Park Prewett Hospital


Park Prewett Hospital was a psychiatric hospital northwest of Basingstoke, in the county of Hampshire in England, which operated from 1917 until 1997.

History

Park Prewett was an enclosure dating back to the time of Edward I. Following a report by the Lunacy Commission into overcrowding at Knowle Hospital in the south of the county, a new site was required to house the expanding population. Park Prewett Farm was selected and then acquired in 1899.
The hospital was designed by George Thomas Hine but, because of a delay caused by a reduction in demand for mental health services in the county, construction did not commence until 1913. The works which were carried out by Thomas Rowbotham progressed slowly because of shortage of labour during the First World War but were completed in 1917. The building was first used by the Canadian Army Medical Corps as a military convalescent hospital.
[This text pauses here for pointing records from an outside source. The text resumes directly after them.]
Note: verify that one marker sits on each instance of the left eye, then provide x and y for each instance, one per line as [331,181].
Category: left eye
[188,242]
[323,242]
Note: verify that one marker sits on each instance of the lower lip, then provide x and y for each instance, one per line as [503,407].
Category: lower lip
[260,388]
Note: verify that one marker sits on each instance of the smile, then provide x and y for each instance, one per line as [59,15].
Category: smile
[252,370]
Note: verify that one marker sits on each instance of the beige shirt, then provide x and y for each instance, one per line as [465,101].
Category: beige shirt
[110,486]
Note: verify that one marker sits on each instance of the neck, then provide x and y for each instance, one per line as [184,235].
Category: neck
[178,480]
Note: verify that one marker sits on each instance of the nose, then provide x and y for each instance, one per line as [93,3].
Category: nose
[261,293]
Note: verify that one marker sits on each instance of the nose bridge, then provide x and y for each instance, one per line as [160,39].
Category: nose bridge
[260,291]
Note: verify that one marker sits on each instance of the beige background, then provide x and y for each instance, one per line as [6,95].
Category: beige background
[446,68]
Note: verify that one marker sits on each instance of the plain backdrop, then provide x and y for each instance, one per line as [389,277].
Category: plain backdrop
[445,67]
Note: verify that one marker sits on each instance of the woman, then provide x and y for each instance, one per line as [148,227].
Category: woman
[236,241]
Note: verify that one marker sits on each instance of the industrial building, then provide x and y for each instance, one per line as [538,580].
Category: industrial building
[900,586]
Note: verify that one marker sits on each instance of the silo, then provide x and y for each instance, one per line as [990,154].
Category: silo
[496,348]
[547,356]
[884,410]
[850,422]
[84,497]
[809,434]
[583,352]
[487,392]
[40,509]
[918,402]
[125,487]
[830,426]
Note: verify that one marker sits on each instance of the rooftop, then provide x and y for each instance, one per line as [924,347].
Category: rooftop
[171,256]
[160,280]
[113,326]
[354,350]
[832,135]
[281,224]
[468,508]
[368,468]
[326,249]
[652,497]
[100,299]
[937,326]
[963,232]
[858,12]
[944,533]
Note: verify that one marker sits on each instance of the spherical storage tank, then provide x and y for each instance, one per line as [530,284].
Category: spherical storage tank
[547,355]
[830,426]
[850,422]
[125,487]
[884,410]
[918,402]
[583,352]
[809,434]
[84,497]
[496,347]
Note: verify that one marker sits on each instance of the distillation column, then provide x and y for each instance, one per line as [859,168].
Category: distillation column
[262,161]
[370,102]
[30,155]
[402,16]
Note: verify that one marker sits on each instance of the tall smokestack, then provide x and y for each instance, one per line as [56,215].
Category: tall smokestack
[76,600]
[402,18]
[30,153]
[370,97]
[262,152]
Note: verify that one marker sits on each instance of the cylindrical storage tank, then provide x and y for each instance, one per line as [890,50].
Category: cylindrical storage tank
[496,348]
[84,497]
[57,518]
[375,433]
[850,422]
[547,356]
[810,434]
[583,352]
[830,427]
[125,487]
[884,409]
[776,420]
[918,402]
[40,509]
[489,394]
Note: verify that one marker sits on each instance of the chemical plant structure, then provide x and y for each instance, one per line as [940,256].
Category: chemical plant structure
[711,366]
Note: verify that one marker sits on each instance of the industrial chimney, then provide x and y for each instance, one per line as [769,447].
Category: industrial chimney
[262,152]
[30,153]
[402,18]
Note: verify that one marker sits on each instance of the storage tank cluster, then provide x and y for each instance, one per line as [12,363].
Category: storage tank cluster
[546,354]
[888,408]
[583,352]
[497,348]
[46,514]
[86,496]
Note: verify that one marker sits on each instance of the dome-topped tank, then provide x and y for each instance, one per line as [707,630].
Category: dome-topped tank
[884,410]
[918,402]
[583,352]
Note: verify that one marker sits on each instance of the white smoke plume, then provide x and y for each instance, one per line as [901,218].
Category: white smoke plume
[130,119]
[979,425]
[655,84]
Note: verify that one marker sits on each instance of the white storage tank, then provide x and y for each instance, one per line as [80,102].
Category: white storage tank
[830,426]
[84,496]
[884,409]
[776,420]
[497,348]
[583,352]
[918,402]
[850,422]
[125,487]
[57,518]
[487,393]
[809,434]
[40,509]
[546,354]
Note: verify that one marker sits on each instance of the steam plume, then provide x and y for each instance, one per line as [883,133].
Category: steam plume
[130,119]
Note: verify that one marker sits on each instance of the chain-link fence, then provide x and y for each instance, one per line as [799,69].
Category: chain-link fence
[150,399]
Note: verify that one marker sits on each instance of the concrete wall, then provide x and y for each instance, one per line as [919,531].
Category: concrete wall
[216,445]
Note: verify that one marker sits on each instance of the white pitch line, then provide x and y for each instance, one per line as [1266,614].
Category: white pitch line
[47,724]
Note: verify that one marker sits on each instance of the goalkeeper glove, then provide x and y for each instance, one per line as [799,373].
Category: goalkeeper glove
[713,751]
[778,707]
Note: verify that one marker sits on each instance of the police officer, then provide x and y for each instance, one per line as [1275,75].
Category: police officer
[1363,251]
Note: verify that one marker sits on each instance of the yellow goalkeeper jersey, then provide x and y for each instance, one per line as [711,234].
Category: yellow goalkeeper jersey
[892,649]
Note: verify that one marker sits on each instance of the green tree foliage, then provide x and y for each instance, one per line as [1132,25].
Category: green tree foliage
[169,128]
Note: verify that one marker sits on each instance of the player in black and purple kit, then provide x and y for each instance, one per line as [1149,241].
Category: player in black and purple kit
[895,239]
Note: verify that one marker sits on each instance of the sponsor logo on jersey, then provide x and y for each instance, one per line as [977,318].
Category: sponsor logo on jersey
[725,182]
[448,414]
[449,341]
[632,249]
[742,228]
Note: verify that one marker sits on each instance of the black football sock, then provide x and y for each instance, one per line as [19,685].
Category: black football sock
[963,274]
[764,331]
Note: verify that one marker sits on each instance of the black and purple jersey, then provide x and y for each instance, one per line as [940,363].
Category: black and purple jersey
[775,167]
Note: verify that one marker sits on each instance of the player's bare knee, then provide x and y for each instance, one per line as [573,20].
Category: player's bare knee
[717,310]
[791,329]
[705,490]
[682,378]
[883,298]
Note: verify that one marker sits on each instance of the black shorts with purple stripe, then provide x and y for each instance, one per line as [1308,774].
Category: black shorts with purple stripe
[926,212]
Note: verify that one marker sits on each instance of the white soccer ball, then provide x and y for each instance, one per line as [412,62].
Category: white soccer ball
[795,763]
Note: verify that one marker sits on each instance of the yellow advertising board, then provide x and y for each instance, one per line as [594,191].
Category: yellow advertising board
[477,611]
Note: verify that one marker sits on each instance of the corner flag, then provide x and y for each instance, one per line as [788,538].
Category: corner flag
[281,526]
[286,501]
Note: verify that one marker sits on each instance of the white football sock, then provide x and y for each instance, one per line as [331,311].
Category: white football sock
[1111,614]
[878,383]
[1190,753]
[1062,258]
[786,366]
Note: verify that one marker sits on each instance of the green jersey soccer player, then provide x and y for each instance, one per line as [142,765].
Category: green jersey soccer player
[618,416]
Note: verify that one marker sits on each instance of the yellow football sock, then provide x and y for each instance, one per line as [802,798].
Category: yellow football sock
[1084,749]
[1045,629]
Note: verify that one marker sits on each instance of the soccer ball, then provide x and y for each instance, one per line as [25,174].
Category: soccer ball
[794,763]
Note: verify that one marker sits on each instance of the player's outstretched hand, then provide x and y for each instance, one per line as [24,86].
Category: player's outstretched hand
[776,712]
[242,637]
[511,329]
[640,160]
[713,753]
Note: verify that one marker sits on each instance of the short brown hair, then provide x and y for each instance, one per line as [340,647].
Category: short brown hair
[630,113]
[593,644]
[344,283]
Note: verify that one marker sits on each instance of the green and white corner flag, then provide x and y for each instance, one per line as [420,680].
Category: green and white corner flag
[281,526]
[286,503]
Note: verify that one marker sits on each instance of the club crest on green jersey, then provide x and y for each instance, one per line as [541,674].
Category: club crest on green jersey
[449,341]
It was known as 'Number Four Canadian General Hospital'.
The facility re-opened as Park Prewett Mental Hospital in 1921 and catered for 1,400 patients by 1939. John Arlott worked as a records clerk at the hospital for four years, from 1930 till 1934. The hospital returned to military use again during the Second World War. Part of the hospital, Rooksdown House, was used by Sir Harold Gillies, the pioneering plastic surgeon. It was originally the private wing of the Asylum but became a plastic surgery unit in 1940.
The facility joined the National Health Service as Park Prewett Hospital in 1948. Following the introduction of Care in the Community in the early 1980s the hospital went into a period of decline and ultimately closed in 1997.
Park Prewett was bought by English Partnerships in 2005. They appointed Taylor Woodrow as developers for most new building on the site, and Thomas Homes for conversion of many of the old hospital blocks into housing and community facilities. The new housing development was called "Limes Park" and formed the core of a new civil parish named Rooksdown.

Railway line

The hospital was served by its own railway line from 1913 until 1954 from a junction on the South Western Main Line west of Basingstoke railway station.